Mi papá probablemente amó bien y amó mal. Amó, en todo caso, libre. Era meloso, cursi y payaso en la intimidad. Hacía un personaje de gomelo con arete en la lengua, y otro de un niño indefenso que nadie lo quería, salvo Vladimir Putin. Su fama de serio era una fachada. O mejor: era un tipo serio que no se tomaba tan en serio. Ácido y políticamente incorrecto a medida que se hizo más viejo: cada vez más, un jodedor empedernido.

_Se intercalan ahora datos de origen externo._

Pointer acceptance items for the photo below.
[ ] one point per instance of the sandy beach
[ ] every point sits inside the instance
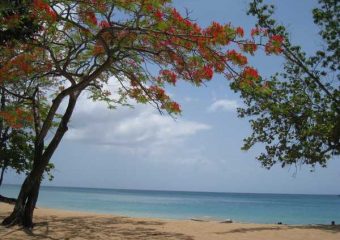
(59, 224)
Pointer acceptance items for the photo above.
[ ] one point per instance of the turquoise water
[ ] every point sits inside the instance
(241, 207)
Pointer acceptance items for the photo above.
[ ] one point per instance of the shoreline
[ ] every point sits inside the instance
(64, 224)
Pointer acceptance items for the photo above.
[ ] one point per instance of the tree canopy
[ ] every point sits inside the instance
(137, 46)
(298, 120)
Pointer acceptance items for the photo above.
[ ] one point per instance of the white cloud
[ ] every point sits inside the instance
(140, 128)
(224, 105)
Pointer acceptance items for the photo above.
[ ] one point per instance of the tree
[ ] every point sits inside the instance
(22, 25)
(85, 45)
(298, 118)
(16, 139)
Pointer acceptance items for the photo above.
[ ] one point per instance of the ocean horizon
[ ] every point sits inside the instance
(295, 209)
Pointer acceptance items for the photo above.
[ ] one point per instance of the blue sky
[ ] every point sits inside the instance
(200, 151)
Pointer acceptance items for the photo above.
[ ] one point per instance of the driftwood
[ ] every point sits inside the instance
(7, 200)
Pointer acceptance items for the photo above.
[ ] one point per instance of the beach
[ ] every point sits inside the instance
(60, 224)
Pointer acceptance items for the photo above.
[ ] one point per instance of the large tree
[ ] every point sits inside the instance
(141, 45)
(298, 119)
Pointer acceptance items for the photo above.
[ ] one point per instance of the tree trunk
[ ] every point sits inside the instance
(23, 211)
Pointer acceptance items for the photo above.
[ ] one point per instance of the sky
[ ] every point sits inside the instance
(137, 148)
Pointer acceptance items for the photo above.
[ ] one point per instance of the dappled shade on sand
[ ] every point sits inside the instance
(55, 224)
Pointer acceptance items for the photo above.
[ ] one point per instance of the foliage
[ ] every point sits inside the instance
(115, 50)
(298, 117)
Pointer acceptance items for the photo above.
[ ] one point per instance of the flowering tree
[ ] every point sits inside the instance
(141, 45)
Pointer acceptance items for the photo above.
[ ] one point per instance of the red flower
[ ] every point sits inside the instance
(239, 31)
(159, 15)
(250, 74)
(104, 24)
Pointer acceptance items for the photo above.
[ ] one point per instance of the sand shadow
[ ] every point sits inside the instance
(91, 227)
(328, 228)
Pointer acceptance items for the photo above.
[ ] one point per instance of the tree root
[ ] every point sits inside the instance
(7, 200)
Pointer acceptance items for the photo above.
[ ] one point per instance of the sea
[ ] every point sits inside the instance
(293, 209)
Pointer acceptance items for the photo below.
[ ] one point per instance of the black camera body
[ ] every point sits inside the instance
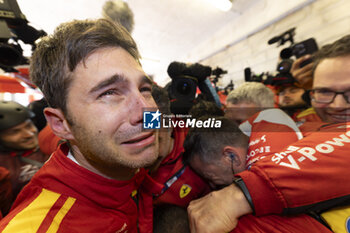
(284, 77)
(14, 25)
(182, 89)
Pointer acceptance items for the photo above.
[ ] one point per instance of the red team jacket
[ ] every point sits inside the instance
(304, 176)
(175, 183)
(269, 131)
(65, 197)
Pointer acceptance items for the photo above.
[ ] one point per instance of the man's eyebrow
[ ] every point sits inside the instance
(146, 80)
(105, 83)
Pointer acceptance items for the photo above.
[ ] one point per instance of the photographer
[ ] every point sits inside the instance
(315, 185)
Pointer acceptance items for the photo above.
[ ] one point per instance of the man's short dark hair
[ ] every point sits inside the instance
(203, 107)
(208, 142)
(170, 219)
(160, 96)
(56, 57)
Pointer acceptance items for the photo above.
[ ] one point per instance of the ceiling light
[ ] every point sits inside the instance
(224, 5)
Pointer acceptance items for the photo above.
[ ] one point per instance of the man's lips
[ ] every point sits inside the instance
(339, 117)
(141, 140)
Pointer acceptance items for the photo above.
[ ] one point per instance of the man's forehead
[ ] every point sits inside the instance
(333, 73)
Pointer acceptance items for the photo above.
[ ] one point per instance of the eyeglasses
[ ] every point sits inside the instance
(326, 96)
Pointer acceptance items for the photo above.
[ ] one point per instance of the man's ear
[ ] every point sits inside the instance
(58, 123)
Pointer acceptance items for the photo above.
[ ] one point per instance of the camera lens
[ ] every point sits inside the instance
(9, 55)
(284, 66)
(184, 88)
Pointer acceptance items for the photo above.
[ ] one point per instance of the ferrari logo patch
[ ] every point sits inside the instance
(185, 190)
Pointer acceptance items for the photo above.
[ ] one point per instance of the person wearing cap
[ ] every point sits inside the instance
(19, 150)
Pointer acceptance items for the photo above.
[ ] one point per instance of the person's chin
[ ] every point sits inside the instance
(338, 117)
(142, 158)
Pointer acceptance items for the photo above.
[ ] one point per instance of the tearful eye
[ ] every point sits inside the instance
(109, 92)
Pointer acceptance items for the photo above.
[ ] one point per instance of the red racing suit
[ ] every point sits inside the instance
(5, 191)
(65, 197)
(264, 129)
(174, 182)
(305, 176)
(22, 166)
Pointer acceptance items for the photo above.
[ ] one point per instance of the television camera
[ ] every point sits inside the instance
(298, 50)
(14, 27)
(185, 78)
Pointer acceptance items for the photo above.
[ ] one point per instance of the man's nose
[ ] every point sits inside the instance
(28, 133)
(138, 105)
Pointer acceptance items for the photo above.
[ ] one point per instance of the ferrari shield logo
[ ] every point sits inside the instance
(185, 190)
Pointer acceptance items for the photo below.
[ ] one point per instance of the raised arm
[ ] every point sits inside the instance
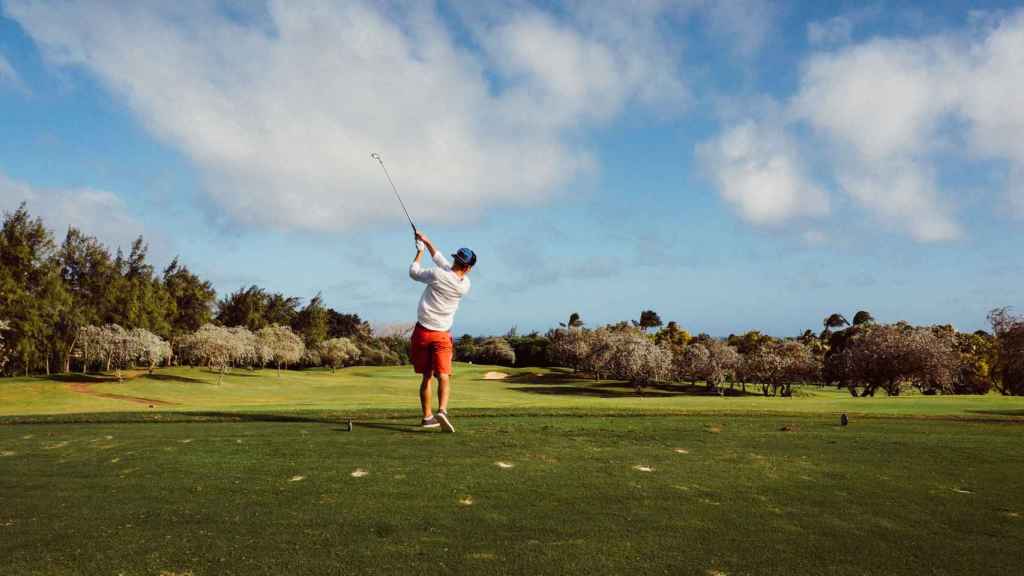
(436, 254)
(416, 272)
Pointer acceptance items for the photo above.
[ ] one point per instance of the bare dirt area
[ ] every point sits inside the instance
(86, 387)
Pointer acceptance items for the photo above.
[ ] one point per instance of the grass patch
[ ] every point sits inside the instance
(597, 495)
(259, 475)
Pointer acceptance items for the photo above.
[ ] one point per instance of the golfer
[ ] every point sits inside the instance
(431, 343)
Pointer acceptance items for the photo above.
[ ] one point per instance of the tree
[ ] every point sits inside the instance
(835, 321)
(776, 366)
(32, 293)
(148, 348)
(496, 351)
(345, 325)
(336, 352)
(285, 346)
(245, 307)
(862, 317)
(977, 359)
(194, 298)
(573, 322)
(88, 276)
(530, 350)
(649, 319)
(311, 323)
(888, 357)
(215, 346)
(140, 298)
(465, 348)
(1009, 330)
(636, 359)
(568, 346)
(749, 341)
(672, 336)
(3, 351)
(710, 361)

Iba, tengo la certeza, para viejo sabio: toda esa lectura del mundo, esta sabiduría para diagnosticar y pensar lo que nos pasa como colombianos, este análisis que quiso consolidar en noticieros y revistas y al final no lo dejaron: todo eso es mejor cuanto más viejo el analista; más curtido y desapasionado. Analizar, decía, no es lo mismo que opinar o informar: es contemplar el mundo bajo los estándares del sentido común y la razón que nos convocan en democracia. De lo que se trata, como vengo a sostener, el liberalismo.
Quizá siempre fue un viejo sabio. Porque tuvo alma de viejo desde niño. Fue el mentor de sus menores, siempre, empezando por sus cinco hermanos menores, y siguiendo con periodistas, políticos, diplomáticos. Fue mentor, también, de sus mayores: de sus padres, sus jefes, sus gobernantes. Y mentor, por supuesto, mío. Nunca, de verdad, que yo recuerde me dijo o me exigió o siquiera me sugirió que me convirtiera en el liberal-gocetas-periodista-idealista-realista que soy. Y heme acá: elaborando en su nombre, sobre las lecciones de liberalismo que nos deja.